There is a time and place to count those smallest units, and to get them metronome-precise.  But that time and place is not rehearsing the St. Matthew Passion with a group of good musicians. Those musicians should have already internalised the body of rhythmic patterns that can happen at that level, so that practice, in an ensemble, is about putting these patterns together in musical ways, sometimes smoothly, sometimes sharply articulated.

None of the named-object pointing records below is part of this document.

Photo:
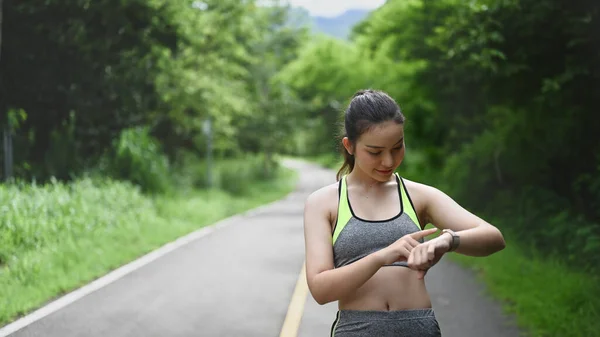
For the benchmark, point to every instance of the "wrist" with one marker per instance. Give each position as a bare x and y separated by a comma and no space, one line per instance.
453,239
381,256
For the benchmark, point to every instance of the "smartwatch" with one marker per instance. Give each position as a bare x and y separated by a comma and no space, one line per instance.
455,239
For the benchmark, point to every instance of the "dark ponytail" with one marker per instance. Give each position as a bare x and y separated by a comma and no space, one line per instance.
366,109
348,164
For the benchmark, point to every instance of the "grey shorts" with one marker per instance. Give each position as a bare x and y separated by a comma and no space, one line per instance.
401,323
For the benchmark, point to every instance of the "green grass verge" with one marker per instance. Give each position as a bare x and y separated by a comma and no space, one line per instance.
58,237
547,298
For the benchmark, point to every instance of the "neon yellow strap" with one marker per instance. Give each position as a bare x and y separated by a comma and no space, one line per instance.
406,204
344,213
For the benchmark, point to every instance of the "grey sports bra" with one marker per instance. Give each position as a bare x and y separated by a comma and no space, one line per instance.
355,238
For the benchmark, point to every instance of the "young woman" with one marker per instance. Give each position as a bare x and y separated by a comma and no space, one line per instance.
364,235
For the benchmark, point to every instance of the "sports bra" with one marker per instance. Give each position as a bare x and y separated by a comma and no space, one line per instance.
355,238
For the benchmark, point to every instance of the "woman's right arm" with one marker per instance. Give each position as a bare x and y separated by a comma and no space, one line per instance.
326,283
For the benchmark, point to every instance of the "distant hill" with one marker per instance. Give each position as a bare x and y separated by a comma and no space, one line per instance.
339,26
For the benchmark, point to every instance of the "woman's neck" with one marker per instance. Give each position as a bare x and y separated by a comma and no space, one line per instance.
364,181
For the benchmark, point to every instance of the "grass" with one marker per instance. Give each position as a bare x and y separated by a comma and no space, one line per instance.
546,296
58,237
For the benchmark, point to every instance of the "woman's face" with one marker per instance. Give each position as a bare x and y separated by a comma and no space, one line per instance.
379,151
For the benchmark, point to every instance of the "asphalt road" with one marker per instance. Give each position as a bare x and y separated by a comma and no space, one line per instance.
238,280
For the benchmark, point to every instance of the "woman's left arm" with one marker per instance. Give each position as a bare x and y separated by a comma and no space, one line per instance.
477,237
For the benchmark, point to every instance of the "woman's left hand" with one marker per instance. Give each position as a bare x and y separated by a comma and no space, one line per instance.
427,254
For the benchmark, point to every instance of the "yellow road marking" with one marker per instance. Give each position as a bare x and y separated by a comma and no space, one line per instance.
291,324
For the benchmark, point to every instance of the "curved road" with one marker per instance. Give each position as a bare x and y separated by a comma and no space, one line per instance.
237,279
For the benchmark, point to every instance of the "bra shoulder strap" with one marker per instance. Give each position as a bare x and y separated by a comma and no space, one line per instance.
343,212
407,205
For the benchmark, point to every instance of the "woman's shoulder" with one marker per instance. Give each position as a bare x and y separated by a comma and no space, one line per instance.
324,194
323,200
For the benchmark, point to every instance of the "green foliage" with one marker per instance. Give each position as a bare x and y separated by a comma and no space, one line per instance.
163,65
137,157
499,98
45,229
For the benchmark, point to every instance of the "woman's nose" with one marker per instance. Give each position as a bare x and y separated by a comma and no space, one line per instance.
388,160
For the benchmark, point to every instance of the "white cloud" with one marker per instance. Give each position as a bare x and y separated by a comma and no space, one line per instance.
331,8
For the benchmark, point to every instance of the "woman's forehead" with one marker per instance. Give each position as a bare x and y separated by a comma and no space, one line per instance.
385,134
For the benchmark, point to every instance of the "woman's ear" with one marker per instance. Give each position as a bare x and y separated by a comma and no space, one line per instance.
348,145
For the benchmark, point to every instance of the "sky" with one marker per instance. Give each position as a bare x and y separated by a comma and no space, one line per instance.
330,8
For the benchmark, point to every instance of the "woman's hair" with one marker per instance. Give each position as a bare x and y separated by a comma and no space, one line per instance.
366,109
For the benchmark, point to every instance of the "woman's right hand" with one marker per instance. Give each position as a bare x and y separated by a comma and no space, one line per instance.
401,248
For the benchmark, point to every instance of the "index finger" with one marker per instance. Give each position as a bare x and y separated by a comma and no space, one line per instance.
421,234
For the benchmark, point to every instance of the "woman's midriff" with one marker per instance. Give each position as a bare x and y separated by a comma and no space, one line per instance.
391,288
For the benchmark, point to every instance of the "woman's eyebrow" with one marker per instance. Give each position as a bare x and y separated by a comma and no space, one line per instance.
382,147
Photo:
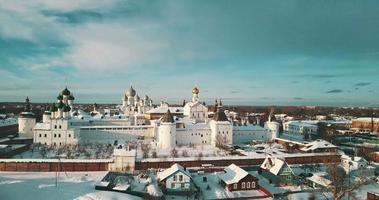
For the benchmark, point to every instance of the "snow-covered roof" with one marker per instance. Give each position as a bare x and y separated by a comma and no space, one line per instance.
366,119
273,164
172,170
320,180
42,126
354,159
124,152
154,190
163,109
8,121
318,144
249,127
303,123
233,174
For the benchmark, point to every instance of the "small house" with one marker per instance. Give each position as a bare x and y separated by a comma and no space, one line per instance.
277,171
175,179
235,178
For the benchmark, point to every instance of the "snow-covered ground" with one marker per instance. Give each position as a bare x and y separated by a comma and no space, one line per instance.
41,185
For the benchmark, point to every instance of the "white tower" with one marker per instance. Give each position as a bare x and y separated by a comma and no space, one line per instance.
167,132
221,129
195,94
26,121
272,127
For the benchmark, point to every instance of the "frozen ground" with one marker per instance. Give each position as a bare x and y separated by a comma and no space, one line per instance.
41,185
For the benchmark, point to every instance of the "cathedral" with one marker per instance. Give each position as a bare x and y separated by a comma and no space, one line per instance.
136,118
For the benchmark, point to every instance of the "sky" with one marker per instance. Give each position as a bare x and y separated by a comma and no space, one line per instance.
248,52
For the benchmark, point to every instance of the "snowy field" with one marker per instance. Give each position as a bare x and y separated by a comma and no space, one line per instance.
41,185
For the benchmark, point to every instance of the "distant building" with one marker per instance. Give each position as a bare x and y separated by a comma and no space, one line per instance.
175,179
235,178
300,129
366,125
353,163
26,121
277,171
318,146
319,182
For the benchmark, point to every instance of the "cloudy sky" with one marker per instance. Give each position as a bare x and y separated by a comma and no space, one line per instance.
291,52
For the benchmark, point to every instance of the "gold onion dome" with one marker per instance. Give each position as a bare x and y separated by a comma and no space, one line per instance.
66,91
195,90
131,92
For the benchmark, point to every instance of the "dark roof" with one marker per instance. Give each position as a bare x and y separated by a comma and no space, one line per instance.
60,104
53,108
71,97
27,115
220,115
167,117
66,91
66,108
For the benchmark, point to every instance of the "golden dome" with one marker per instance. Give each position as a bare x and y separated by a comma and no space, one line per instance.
195,90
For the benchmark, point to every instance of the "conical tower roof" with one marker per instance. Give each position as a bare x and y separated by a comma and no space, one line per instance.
167,117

Here are three pages from a worksheet I have used with young musicians.  There is nothing particularly profound here;  others can certainly make up more useful or elegant layouts of the same material.  It's just a collection of patterns within single metrical feet — notated here as quarters and dotted-quarters — followed by a number of metres composed by adding these quarter and dotted-quarter feet togther.  The idea here is to practice  performing each pattern so that they can be sight-read and played or sung precisely and fluently, and then to compose and/or improvise in each of the metres, substituting in the various single-foot patterns.  This is closer, methinks, to the way musicians really read and play music then the count-every-single-subdivision model used by the Very Famous Choral Conductor.  This worksheet goes up to five-fold divisions of a foot.  For less advanced students, one might well get along with stopping at division of the foot into four, so the quintuplet patterns have been somewhat segregated on the page.  More adventurous students will most likely find their way into more complex divisions and metres without outside assistance. 

   

 

2 comments:

Anonymous said...

One of the best pieces of musical advice I ever received was: "At some point you have to stop looking so hard at all that stuff on the score and start making music."

Anonymous said...

Surely you're not at such risk of being blackballed that you can't name the V.F.C.C.? It's not as if you are going to get any works conducted by him.

I suppose there aren't enough V.F.C.C.'s in the world to create much uncertainty. If America, it's Robert Shaw with large probability. If Germany, it's Karl Richter (though he was before your time?) or Helmuth Rilling. Ah, but you said 'One-ee' not 'Eins-ee'.

How many other V.F.C.C.'s were there in the 20th century anyway? I can only think of Malcolm Sargent.